Recently I had the displeasure of dealing with a business owner with such arrogance and impatience I struggle to understand just how her company isn’t broke.
It was the sight of the company website which initially prompted me to call this organisation for a chat about their website and general advertising techniques in the contemporary age.
After about 15 minutes I politely left as her voice died off in the distance. It was only the second time in my career I ever bailed out of a meeting.
Within her impatient rant, she sprouted the 5 things I never want to hear in a marketing context from any business:
- Our product/service is used everywhere
- There is no time to do all this
- New blogging ideas don’t last forever
- This isn’t a real advertising technique
- It will overwork our sales force
This is my response to those prompts.
1. Our product/service is used everywhere
Even if your product or service is used on a widespread basis, it is careless to generalise and sit on your laurels in the digital age. Why? Because somewhere in the world another company in your industry space will fly past you with a clever digital marketing platform that you may not recover from it.
Always remember, regardless if you have 100 clients or a billion clients, each fits into a specific buyer persona - or in simple terms, characteristic bracket – but if you don’t make an effort to characterise them you are not moving your business into the modern age and will find it harder to generate leads. The longer you wait to set up this platform the harder you will feel it in the next few years compared to those that have made the effort.
By the way, after her rant on how they are everywhere she then went on to say her market is ‘niche’. Go figure.
2. There is no time to do all this
There is no time for you to grab a toolbox and do a service on each of your company cars, but the cars still end up serviced. This person, who has a near-dysfunctional website with six broken links on the home page alone, can’t see the clarity in outsourcing a function so important that not only will it provide lead generation, more clients and better clients, it will actually see her website fixed along the way.
Make no mistake, without a good website that is continuously tweaked and maintained, you may as well forget about marketing well from here on.
In her situation, the irony is that once you land on the home page not only is it near impossible to work out what her company does (and it is a division of a multinational), to actually find out the next logical action is to contact them but the contact button is a broken link. Go figure.
3. New blogging ideas don’t last forever
People say that about songs and music, and new tunes pop up each day and plagiarism cases are rather infrequent.
Blogging and other forms of content is the new mainstay of getting more clients and better clients, but in truth it isn’t as easy as it sounds. It is the craft providing collateral to feed into the Google searches of potential clients, so talk to someone specialised in this area. Not just proven writers but those who understand the technology that makes it work in the digital space.
We all think we can write, but we aren’t talking love letters to your primary school sweetheart.
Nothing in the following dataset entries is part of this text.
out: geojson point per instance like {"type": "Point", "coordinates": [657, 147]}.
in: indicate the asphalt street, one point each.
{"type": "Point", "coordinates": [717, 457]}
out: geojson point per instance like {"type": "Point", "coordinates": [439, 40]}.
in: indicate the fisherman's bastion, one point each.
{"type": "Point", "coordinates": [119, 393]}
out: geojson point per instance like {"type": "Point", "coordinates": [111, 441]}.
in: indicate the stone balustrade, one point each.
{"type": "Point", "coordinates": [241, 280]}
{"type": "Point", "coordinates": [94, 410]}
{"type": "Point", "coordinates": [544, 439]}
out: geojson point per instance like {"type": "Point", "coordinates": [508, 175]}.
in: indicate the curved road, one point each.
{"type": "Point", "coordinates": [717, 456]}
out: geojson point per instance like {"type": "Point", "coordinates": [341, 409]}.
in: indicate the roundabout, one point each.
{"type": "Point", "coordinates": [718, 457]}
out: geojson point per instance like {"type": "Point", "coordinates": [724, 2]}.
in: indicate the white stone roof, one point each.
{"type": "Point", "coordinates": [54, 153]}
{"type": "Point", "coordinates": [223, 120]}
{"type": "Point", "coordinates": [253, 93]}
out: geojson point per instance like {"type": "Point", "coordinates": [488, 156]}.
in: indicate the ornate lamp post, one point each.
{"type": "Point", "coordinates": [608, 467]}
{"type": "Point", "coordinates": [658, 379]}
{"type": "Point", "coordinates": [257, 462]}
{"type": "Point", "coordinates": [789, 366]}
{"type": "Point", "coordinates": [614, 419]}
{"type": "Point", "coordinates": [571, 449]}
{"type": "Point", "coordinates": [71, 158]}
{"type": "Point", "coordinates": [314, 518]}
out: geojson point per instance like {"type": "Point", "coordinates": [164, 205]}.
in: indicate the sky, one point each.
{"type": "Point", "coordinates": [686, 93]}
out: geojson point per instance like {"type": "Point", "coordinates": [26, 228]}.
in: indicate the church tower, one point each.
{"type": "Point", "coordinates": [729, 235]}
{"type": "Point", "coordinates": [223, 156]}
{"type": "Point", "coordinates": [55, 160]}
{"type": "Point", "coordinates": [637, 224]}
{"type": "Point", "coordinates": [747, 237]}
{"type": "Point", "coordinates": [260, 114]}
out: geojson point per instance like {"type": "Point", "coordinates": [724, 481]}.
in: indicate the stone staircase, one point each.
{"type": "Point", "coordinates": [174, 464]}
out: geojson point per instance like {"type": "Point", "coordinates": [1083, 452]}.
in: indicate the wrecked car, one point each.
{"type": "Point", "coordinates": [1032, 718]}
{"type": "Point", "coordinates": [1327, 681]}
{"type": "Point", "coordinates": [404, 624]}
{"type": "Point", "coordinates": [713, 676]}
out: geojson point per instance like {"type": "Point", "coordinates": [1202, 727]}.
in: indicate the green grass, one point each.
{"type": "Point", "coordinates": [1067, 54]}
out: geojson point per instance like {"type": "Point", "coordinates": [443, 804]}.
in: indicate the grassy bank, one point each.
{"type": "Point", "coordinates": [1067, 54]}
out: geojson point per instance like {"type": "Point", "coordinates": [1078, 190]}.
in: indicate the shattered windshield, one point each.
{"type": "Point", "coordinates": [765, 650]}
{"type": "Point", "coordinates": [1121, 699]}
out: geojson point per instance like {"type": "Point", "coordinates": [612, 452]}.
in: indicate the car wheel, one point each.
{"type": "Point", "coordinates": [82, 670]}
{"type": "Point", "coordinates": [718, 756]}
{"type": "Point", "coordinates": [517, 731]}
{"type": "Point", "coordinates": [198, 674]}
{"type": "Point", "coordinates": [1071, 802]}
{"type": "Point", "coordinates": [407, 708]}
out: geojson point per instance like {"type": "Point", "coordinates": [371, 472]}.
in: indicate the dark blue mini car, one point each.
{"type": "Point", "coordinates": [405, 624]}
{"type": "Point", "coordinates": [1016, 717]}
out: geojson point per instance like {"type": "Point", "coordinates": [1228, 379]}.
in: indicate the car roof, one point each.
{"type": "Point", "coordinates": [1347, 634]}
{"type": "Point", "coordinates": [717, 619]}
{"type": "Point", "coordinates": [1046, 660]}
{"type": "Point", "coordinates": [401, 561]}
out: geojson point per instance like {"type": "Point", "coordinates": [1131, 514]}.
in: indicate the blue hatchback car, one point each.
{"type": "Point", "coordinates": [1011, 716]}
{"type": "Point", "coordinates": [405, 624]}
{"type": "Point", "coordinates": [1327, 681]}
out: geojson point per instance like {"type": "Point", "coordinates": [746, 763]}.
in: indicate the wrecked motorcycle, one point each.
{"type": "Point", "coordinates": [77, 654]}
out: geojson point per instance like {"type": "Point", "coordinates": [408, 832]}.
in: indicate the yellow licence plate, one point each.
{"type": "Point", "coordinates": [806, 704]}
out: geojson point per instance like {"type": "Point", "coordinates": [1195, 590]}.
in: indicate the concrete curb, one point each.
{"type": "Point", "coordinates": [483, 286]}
This is business and investment, so don’t feel ashamed if you need advice or an outsourced service.
Remember, we all sing pretty well in the shower but most of us would empty a room quick smart in a karaoke contest
If you don’t respect the power and influence of Google and other search engines by now then you never will.
4. This isn’t a real advertising technique
When I heard this I could have exploded.
Content is now pretty much everything in marketing, advertising and lead generation. Sure, there are other forms of collateral be it graphic, video or design, but the one that leaves a legacy is the content your company has on the web. It’s a form of online real estate and it’s all yours and when people land on those skilfully prepared pages with their strong messages and information value, you have a captive audience.
There are of course many interpretations of what online content – particularly blogs – is really worth; in my opinion it is not a case of someone reading about you, they are actually reading you!
5. It will overwork our sales force
On the contrary, your sales force will have more time to actually sell. One of the main benefits of blogging and other forms of content is that given enough time it will exponentially increase its lead generation power.
The ultimate goal is to eliminate cold calling altogether. A salesforce will tell you it hates cold calling above all other duties.
You have probably heard this before in passing, but maybe never had anybody offer a little more reasoning and qualification on this matter.